Question

I am side-checking some code that was translated from C to C#. I have a question on the original C:

...
#define getblock(p, i) (p[i])
...
void MurmurHash3_x86_32 ( const void * key, int len,
                          uint32_t seed, void * out )
{
  const uint8_t * data = (const uint8_t*)key;
  const int nblocks = len / 4;
  int i;

  uint32_t h1 = seed;

  uint32_t c1 = 0xcc9e2d51;
  uint32_t c2 = 0x1b873593;

  const uint32_t * blocks = (const uint32_t *)(data + nblocks*4);

  for(i = -nblocks; i; i++)
  {
    uint32_t k1 = getblock(blocks,i);
...

The part for(i = -nblocks; i; i++) ... is this looping through the data backwards? I've never seen data referred to with a negative index.

Was it helpful?

Solution

No it's not looping through the data backwards. It starts at the beginning of data, and indexes up.

As you can see, here the pointer "blocks" is advanced past "data" already. It points "nblocks" past the beginning of data.

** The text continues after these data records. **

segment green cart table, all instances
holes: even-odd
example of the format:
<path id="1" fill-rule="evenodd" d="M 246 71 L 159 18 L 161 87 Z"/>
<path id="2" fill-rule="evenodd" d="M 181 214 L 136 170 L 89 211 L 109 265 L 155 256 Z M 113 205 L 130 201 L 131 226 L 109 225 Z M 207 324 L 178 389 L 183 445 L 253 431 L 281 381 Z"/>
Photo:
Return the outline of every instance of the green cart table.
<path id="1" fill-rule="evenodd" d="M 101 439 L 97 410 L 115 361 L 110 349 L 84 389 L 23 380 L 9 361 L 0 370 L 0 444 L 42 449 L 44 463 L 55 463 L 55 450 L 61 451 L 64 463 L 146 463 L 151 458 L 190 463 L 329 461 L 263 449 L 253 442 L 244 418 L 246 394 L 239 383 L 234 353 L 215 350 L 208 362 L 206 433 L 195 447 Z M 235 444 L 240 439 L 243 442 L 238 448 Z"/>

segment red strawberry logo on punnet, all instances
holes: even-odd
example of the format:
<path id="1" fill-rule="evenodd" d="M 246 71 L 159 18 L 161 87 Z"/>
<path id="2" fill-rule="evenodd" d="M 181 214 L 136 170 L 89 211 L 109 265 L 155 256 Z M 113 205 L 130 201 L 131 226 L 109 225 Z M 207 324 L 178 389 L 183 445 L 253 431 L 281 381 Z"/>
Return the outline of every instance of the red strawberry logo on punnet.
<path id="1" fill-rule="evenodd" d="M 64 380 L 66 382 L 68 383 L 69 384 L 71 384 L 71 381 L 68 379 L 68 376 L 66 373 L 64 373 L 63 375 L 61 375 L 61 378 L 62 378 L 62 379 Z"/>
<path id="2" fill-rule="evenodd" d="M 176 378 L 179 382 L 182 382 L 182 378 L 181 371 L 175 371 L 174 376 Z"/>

const uint32_t * blocks = (const uint32_t *)(data + nblocks*4);

So, you need a negative index to get to the beginning of data (-nblocks). The start of data is precisely at "blocks[-nblocks]". The "for" loop simply starts there, and counts up.

for(i = -nblocks; i; i++)

OTHER TIPS

The blocks variable is initialized ahead of data by nblocks (assuming sizeof(uint32_t) == 4). The for loop then starts from the beginning of data up to the end pointed to by blocks, so negative indices are used. So, it is not looping through the data backwards, but forwards.